My stance is: the wedge product is the fantastic mathematical tool you are looking for, to make sense of rotations and generalizations of complex numbers to higher dimensions, and the "geometric product" (of Hestenes) is not that useful, and almost every time it is useful it's useful because it's got the wedge product as a special case. I think that the vector calculus that should be used in physics should consist of "wedge products and interior products" as the fundamental operations, and the 'geometric product' should probably not be mentioned.
That said, this is only my current judgment of the situation, which may change someday. I'm waiting to be convinced that the geometric product is so useful. I just find it so very cludgy when, for instance, GA texts are filled with use of 'grade projection" : take a geometric product with all its terms and then project off the grade you're interested in.

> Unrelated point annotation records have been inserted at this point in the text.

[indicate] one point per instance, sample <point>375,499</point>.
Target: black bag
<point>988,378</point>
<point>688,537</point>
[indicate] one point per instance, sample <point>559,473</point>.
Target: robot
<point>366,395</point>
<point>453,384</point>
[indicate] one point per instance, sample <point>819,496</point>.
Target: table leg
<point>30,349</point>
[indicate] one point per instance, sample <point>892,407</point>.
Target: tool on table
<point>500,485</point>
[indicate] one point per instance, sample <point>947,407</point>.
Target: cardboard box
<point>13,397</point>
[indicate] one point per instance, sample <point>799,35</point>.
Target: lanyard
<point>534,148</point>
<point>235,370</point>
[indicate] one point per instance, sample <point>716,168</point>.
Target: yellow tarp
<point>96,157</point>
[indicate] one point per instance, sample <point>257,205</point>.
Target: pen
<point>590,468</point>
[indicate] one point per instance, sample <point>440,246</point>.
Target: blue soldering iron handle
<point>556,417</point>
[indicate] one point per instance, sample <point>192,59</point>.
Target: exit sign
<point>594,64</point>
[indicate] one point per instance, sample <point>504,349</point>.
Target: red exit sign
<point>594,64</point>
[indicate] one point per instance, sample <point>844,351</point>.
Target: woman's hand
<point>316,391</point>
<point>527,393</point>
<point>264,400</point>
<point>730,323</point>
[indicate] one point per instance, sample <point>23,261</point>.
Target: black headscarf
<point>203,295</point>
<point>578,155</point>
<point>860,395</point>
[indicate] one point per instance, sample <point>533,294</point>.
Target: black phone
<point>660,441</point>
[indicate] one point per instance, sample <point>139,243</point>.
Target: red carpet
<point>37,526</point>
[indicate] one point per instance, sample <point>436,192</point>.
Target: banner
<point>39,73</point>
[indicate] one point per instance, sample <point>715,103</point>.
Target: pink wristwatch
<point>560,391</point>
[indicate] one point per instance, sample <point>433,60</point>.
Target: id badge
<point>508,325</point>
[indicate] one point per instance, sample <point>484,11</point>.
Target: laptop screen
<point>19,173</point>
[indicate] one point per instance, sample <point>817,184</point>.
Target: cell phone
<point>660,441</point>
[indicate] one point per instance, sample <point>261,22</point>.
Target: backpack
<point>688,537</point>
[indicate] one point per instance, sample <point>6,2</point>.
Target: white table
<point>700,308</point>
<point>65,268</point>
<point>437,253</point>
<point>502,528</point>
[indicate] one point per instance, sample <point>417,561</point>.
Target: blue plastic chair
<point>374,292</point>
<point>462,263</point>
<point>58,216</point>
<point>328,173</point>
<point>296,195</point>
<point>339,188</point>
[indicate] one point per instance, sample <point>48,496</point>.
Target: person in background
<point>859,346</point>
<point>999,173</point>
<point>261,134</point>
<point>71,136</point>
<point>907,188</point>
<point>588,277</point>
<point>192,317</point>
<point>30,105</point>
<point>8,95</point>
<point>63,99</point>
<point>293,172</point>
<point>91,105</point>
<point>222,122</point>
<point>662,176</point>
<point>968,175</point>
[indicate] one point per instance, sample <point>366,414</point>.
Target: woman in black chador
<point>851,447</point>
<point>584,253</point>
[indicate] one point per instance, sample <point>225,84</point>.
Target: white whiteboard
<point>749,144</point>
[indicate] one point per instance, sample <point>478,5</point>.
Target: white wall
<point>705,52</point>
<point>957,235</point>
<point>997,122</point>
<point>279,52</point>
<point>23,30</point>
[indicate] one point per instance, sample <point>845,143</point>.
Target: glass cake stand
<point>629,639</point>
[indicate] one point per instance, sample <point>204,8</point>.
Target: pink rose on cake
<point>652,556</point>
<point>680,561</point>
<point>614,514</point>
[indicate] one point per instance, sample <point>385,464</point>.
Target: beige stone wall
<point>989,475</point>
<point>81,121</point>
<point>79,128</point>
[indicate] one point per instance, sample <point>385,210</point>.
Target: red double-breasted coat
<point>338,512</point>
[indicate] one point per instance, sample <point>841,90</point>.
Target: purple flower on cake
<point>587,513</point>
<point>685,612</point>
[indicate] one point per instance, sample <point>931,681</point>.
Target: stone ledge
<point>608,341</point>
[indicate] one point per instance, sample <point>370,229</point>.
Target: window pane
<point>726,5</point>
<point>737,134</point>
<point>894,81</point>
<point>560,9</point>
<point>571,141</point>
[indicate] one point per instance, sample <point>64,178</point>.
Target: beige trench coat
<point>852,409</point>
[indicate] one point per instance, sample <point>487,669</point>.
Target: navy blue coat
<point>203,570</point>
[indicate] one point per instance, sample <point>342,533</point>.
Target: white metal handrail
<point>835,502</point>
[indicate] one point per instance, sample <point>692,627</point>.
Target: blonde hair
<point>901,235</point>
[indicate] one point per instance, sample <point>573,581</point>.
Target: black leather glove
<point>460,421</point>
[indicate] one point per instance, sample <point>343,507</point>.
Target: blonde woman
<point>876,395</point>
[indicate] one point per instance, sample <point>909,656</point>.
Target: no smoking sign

It seems like the wrong tool is being used, and almost every time there's a multivector of 'mixed grade', it's regrettable.
(Indeed, wedge products are used everywhere already, in hiding -- integration, determinants, matrix minors, commutators, cross products, rotation matrices, projective geometry, grassmann algebra, ...)
Isn't the three-dimensional vector cross product also not uniquely defined, since the choice between the right-hand rule and left-hand rule is arbitrary?
It is certainly much more uniquely defined, since the direction of the result is determined. But yes, the cross product is defined relative to an orientation and changes coordinates accordingly.
That's one of many reasons why the wedge product is more natural. If I could have my way there would not be a single cross product in the entirety of physics.
When Maxwell first derived his equations in 1861, he did it without a cross product. As a matter of fact, the vector analysis of Gibbs and Heaviside was developed to formulate Maxwell equations.
The most elegant formulation of Maxwell equations is obtained, in my opinion, using Geometric Algebra, which reduces them to a single and very simple equation.
it's more that they're built on differential forms and the exterior derivative. for a reference, see section 4.6 and problem 19.13 of an introduction to manifolds by loring tu. this is also covered in gauge fields, knots and gravity by baez and muniain and in much detail in foundations of classical electrodynamics by hehl and obukhov.
It's a very notable algebraic structure because it "works" only in a specific number of dimensions instead of belonging to an infinite family, but it doesn't mean that it is more useful for practical or theoretical purposes than boring wedge products. For starters, you'd need a specifically 7-dimensional problem to solve; the 3-dimensional cross product is much easier to "sell".